Model Metrics

Evaluatation

Note

Precision: Number of postive predictions (tp) divided by the total number of positive class values predicted, including ture positives (tp) and false positives (fp). (tp / (tp +fp))
Recall: Number of positive predictions divided by the sum of true positives and false negatives. (tp / (tp + fn))
f1 Score: The harmonic mean of Precision and Recall. Scales from 0 (worst) to 1 (best). F1 = 2 * (Precision * Recall) / (Precision + Recall)

Model evaluation is performed on the Validation split of the dataset. Validation data is not used in model training. Here, 20% of the training images from each class were randomly assigned for validation.

F1 Score

F1 Score is a widely used metric for evaluating classification models that is generally chosen as a balance between precision and recall.

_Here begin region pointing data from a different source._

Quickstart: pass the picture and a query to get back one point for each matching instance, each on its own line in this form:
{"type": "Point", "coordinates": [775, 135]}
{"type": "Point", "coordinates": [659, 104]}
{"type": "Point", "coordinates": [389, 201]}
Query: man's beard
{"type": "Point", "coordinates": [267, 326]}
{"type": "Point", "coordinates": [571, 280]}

The confusion matrix offers a birds-eye view of model performance. The diagonal cells represent the F1 Score for each class. The off-diagonal cells represent the F1 Score for each class against all other classes. A theoretically perfect model would have a diagonal matrix with all values of 1.0 (dark blue).

../_images/51-class-prediction-matrix-soft-none-threshold.png ../_images/51_f-score.png

Class Specific Threshold

A prediction confidence threshold is chosen for each class to combat the class imbalance that is inherent to the training data. The IFCB samples generally follower a power law distribution, with larger particles being less common than smaller particles. This distribution is reflected in model performance, the model is often most confidence identifying the common, small particles, and less confident identifying the rarer, large particles.

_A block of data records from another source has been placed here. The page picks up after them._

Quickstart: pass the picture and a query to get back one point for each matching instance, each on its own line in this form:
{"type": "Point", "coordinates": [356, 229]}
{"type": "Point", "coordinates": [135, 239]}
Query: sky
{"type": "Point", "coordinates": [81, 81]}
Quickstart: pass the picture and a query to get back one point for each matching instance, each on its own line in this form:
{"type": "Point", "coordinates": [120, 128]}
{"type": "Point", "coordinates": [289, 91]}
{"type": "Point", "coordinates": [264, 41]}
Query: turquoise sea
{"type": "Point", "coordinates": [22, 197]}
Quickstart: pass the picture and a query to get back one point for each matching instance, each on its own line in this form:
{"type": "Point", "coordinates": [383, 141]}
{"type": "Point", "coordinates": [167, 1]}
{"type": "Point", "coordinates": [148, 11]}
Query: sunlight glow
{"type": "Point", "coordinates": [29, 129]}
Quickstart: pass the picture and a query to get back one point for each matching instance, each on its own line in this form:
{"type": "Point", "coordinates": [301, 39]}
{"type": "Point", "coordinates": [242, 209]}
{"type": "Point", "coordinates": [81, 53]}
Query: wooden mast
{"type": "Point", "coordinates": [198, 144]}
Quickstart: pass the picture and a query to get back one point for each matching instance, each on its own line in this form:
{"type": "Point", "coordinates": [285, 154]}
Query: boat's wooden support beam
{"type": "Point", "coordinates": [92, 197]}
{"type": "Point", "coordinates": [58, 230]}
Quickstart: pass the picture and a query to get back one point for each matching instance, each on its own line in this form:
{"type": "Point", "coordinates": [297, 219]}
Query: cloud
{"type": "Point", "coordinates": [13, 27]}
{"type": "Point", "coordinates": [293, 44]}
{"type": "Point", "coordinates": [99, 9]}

One way to offset incorrectly labling all particles as the most common class is to create class-specific thresholds, meaning that a prediction for each class must exceeds a certain confidence in order to be selected as “correct”. This is a simple way to improve model performance, but it is not a perfect solution. The threshold is chosen by systematically increasing the the threshold value on a set of validation data for each class untill accuracy begins to sharply decrease.

See Threshold Values

Softmax Scaling Experiments

Another option for addressing the out-of-distribution (Out-of-distribution) problem is to use Temperature Cooling. This method scales the softmax output of the model by a temperature parameter. The temperature parameter is chosen by minimizing the negative log-likelihood of the validation data. Below is an example to illustrate the effect of temperature scaling on the softmax output of the model:

../_images/softmax-scaling-example.png

In this example, the classification output vector (logits) represents the output of a typical classifcation. A common way to convert logits into a probability across all classes is to use a softmax function, however doing so tends to create overconfidence. By scaklubg tge temperature the probability is “softned” and becomes more distributed across the other classes.

Currently, different temeprature scalings are being evaluated for this model. The results will be posted here when they are available.